Pracuję dla startupu w Ottawie i jestem w firmie od nieco ponad roku. Dyrektor generalny obiecał mi opcje na akcje, ogromną premię za ukończenie i miesiąc płatnego urlopu, aby zrekompensować masowe nadgodziny, które włożyłem. Pomogłem przekształcić tę firmę z dwuosobowej działalności w 25 osób.
Dyrektor generalny zrezygnował z większości swoich obietnic, nie mam pieniędzy, aby rozpocząć proces i nie chcę przejść do historii jako facet, który pozwał swojego szefa i splamił moją reputację . Wiem na pewno, że jest dużo pieniędzy do stracenia. Mam znacznie lepszą ofertę od innej firmy i planowałem odejść z minimalnym wyprzedzeniem. Firma prawie na pewno upadnie, gdy odejdę. Nie jestem reżyserem, tylko „programistą sieciowym”, ale biorąc pod uwagę brak nadmiarowości, mamy gwarancję, że przegapię kluczowy kamień milowy w zakresie finansowania, jeśli odejdę.
Jaka jest najlepsza wymówka, kiedy szef pyta „dlaczego” odchodzę? Urlop stresowy?
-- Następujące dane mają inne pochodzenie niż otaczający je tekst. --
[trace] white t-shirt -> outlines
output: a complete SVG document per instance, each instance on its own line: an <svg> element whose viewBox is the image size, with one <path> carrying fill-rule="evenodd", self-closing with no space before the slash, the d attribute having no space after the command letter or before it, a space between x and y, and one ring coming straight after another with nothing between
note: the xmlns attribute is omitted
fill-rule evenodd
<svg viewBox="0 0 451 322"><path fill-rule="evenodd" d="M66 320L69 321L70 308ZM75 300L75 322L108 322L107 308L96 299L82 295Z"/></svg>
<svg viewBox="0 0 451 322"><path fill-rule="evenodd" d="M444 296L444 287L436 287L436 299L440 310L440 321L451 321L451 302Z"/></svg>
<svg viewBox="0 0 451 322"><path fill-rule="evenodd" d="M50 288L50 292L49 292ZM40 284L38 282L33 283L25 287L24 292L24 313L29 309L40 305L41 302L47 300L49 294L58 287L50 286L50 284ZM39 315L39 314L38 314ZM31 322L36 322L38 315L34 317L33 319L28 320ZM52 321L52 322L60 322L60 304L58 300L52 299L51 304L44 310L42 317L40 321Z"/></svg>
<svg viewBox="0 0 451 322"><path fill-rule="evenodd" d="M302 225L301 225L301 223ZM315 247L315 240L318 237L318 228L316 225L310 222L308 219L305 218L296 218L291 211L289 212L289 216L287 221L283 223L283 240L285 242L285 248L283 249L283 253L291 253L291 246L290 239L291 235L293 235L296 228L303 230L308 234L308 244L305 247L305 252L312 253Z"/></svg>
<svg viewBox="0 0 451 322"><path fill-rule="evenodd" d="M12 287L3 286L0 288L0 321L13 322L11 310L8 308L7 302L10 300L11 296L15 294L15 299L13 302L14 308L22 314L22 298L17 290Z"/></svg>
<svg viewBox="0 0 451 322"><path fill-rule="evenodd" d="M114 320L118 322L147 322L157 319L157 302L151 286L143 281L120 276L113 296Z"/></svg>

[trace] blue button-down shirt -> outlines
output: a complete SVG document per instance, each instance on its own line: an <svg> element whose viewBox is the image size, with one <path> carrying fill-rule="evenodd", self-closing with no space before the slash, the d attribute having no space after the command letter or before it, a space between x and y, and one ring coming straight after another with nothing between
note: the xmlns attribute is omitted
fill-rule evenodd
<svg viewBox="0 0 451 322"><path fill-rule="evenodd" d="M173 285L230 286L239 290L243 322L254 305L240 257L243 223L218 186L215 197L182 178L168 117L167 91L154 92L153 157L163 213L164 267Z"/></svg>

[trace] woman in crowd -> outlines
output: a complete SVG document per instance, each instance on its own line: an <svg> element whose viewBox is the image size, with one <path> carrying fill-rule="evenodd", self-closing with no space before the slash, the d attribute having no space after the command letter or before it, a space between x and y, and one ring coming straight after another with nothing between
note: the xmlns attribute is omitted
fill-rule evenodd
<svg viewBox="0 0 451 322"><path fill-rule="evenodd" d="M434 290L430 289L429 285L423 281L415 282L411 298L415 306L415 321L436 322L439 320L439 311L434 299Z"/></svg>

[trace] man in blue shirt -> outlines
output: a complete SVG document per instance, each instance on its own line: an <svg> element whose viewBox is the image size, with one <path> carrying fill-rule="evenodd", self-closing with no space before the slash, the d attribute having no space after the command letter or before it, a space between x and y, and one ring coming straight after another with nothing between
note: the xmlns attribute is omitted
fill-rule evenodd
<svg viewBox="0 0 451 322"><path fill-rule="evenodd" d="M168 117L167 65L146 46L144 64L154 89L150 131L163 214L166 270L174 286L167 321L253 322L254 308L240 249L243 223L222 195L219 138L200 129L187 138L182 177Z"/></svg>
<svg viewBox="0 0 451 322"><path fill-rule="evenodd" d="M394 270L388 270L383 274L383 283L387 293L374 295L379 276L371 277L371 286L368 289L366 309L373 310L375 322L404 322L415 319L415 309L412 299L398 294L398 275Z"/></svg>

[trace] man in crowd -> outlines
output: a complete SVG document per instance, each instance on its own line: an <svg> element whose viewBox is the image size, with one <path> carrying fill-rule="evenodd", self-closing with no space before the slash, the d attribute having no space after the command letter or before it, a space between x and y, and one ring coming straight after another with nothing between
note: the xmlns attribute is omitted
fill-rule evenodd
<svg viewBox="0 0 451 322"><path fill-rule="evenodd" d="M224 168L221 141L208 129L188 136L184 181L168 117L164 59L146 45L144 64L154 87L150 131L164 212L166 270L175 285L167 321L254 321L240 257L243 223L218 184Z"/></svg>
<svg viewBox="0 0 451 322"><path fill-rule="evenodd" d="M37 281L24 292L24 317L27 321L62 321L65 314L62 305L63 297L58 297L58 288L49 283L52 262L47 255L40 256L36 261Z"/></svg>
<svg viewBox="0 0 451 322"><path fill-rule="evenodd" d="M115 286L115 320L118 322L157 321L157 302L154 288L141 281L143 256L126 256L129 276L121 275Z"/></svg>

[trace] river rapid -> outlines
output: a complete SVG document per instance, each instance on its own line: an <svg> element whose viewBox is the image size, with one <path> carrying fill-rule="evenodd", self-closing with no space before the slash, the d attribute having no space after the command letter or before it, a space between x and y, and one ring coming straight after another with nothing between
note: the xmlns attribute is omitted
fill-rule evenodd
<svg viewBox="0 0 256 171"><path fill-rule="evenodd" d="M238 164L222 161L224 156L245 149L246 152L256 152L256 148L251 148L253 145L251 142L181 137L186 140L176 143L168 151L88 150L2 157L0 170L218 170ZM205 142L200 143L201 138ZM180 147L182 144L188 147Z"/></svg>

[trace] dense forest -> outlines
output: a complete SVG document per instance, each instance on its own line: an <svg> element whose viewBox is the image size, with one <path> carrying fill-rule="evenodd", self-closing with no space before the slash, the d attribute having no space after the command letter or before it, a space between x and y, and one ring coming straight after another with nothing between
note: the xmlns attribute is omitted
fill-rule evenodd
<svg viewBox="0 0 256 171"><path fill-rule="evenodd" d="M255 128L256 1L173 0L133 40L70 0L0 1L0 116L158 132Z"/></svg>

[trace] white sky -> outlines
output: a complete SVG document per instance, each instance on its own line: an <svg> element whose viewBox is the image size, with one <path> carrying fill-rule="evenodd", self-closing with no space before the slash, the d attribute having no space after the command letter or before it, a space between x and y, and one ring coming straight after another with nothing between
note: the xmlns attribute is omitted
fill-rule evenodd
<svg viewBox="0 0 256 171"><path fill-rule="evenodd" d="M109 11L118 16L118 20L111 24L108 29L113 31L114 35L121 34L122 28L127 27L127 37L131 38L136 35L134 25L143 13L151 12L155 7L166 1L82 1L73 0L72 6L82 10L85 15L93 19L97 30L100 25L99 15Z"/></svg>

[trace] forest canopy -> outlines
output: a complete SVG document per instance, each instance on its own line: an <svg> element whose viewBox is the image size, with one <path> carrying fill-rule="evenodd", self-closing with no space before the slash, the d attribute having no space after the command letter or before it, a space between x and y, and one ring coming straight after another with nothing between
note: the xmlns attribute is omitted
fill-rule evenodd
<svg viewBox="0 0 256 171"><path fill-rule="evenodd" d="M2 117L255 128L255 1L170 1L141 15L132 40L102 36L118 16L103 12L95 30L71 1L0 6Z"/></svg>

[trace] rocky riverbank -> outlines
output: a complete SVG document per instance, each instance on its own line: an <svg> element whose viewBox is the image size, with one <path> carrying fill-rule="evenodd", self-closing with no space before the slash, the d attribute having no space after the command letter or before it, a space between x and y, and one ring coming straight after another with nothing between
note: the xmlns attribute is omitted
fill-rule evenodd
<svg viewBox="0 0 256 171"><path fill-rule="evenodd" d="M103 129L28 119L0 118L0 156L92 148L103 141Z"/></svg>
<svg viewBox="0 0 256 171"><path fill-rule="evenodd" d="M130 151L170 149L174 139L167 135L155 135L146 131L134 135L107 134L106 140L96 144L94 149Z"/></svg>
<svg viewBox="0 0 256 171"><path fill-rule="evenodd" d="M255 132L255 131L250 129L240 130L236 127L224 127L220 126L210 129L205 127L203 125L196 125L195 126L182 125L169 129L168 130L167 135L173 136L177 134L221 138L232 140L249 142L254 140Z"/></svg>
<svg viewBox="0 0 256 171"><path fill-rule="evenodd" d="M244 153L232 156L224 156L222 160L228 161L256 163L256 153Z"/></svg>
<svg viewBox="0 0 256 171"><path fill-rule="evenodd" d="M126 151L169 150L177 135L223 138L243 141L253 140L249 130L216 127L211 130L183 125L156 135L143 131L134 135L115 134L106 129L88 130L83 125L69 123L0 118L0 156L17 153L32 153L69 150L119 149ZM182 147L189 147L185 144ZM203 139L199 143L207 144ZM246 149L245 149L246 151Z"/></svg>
Medyczny? Bądź uczciwy i powiedz „powinieneś dotrzymywać swoich kontraktów”? Podejrzewam, że jest typem osoby, która dokonuje osobistej zemsty poprzez paskudne komentarze na Twitterze (mówi, co przyjdzie na myśl na Twitterze). Chcę uniknąć zemsty i już zrezygnowałem z prób nakłonienia jej do dotrzymania obietnic. Po prostu chcę żyć dalej, nie czyniąc z siebie celu. Zatonięcie firmy to darmowy bonus.
Nie chcę, aby moi współpracownicy cierpieli. Ale zostałem zepchnięty za daleko, żeby się tym przejmować. Nie jestem nieskromny z powodu upadku firmy, jeśli odejdę. Jestem pewien, że tak jest.